Kryptowährungen sind zu gross geworden, um sie zu ignorieren. Doch für institutionelle Investoren sind sie keine sinnvolle Anlagemöglichkeit, schreibt Taimur Hyat in seinem Beitrag auf finews.first.


In dieser Rubrik nehmen Autorinnen und Autoren Stellung zu Wirtschafts- und Finanzthemen.

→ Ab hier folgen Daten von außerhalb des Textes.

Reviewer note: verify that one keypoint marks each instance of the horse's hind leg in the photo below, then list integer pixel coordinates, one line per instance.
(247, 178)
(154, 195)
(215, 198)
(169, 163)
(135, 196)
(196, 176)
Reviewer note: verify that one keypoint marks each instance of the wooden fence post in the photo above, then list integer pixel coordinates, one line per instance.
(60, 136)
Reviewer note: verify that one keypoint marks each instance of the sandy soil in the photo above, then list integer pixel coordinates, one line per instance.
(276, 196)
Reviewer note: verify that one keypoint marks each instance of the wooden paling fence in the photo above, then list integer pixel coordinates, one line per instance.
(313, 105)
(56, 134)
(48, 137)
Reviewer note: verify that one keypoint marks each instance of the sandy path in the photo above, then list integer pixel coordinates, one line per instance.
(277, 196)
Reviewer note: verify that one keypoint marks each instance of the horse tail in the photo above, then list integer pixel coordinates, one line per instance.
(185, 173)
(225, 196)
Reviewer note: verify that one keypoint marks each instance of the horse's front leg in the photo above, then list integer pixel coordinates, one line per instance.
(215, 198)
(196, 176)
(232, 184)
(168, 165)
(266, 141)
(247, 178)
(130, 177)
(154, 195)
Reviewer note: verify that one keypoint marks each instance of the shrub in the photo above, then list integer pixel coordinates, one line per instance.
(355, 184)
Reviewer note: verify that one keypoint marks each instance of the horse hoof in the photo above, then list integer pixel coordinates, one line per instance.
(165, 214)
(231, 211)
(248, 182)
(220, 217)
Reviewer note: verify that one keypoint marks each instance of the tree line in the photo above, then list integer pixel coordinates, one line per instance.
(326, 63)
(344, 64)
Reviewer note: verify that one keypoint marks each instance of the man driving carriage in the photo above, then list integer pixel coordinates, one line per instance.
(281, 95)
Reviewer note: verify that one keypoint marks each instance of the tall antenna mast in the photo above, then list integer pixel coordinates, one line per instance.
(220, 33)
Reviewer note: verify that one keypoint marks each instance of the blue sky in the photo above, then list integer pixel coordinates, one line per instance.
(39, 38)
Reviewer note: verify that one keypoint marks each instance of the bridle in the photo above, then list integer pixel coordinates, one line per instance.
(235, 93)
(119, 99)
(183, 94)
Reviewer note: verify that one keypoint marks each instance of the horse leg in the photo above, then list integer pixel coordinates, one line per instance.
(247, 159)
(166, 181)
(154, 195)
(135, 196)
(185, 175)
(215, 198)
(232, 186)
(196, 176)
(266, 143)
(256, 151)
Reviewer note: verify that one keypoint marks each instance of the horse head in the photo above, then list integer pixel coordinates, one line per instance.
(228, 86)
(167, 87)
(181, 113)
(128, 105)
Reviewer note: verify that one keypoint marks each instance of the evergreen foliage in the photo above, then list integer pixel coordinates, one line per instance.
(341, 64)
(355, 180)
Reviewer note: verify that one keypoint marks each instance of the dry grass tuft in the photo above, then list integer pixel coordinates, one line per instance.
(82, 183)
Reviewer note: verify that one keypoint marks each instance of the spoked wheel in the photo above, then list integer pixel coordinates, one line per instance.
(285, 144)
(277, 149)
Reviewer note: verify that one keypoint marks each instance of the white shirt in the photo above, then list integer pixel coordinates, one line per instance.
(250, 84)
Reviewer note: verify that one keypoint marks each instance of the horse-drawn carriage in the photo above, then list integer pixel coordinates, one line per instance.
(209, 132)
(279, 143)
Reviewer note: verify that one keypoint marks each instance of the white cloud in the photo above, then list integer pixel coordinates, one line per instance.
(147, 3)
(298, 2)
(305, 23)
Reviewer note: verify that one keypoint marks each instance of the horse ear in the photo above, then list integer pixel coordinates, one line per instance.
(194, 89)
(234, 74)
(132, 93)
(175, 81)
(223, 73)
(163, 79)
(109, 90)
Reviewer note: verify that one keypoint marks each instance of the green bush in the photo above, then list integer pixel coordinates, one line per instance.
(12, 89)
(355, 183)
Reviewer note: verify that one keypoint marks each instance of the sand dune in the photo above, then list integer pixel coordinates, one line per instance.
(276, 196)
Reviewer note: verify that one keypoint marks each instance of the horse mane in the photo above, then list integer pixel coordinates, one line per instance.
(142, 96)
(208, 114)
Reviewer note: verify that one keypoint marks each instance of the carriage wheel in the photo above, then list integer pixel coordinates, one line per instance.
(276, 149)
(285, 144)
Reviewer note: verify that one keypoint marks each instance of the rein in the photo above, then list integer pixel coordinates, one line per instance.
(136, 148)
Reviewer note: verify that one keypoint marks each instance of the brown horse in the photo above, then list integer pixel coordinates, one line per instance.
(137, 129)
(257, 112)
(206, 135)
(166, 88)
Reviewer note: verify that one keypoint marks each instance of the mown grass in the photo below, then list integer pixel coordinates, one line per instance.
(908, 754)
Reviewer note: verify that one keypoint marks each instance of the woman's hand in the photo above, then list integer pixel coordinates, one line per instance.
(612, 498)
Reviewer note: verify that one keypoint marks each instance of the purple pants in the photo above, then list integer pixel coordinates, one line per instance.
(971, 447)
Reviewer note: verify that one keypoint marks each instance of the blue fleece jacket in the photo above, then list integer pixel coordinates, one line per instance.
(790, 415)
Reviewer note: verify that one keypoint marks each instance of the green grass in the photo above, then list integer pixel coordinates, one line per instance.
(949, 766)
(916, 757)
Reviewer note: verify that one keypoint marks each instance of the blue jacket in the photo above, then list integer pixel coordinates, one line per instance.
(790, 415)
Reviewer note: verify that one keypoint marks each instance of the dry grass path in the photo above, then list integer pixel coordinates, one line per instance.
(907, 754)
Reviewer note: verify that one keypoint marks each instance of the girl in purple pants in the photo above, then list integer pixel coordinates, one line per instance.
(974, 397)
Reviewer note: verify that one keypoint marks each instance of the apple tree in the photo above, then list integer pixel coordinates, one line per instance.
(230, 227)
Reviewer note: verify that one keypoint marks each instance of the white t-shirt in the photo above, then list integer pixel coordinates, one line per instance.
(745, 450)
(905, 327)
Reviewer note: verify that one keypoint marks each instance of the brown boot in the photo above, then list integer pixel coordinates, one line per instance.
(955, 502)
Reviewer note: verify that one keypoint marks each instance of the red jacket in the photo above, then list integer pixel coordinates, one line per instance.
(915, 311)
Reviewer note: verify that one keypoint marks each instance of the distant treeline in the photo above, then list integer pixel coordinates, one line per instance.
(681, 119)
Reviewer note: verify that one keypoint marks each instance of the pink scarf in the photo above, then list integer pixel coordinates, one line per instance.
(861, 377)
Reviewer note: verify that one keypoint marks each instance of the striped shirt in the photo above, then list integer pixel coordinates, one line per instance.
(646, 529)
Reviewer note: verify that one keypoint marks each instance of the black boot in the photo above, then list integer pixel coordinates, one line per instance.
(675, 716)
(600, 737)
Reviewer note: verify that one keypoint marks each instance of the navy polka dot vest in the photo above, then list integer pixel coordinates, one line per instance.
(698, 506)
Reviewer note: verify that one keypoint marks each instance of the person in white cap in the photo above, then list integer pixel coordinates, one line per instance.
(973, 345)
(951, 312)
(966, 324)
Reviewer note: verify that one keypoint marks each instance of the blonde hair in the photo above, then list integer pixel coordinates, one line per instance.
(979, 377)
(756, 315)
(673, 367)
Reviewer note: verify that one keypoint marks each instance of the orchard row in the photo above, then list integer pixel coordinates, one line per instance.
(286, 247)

Auf der technologischen Ebene stellen Kryptowährungen aufgrund ihrer Verbindung von Distributed-Ledger-Technologie und Kryptographie einen echten Durchbruch dar. Allerdings erlebten die Krypto-Märkte nach einem länger andauernden Boom jüngst einen heftigen Crash. Aus Anlegersicht sprechen kaum Argumente dafür, dass Kryptowährungen sinnvolle Anlagemöglichkeiten bieten.

Seit der Einführung von Bitcoin im Jahr 2008 wurden Tausende weiterer Kryptowährungen und digitaler Tokens geschaffen. Keine davon gleicht der anderen, da bei all diesen Währungen und Tokens Designentscheidungen in vier Dimensionen getroffen werden: Dezentralisierung, Sicherheit, Skalierbarkeit und Stabilität. Somit stellt jede Kryptowährung einen einzigartigen Kompromiss zwischen diesen vier Elementen dar.

«Bitcoin erfüllt nicht einmal die grundlegenden Funktionen einer Währung»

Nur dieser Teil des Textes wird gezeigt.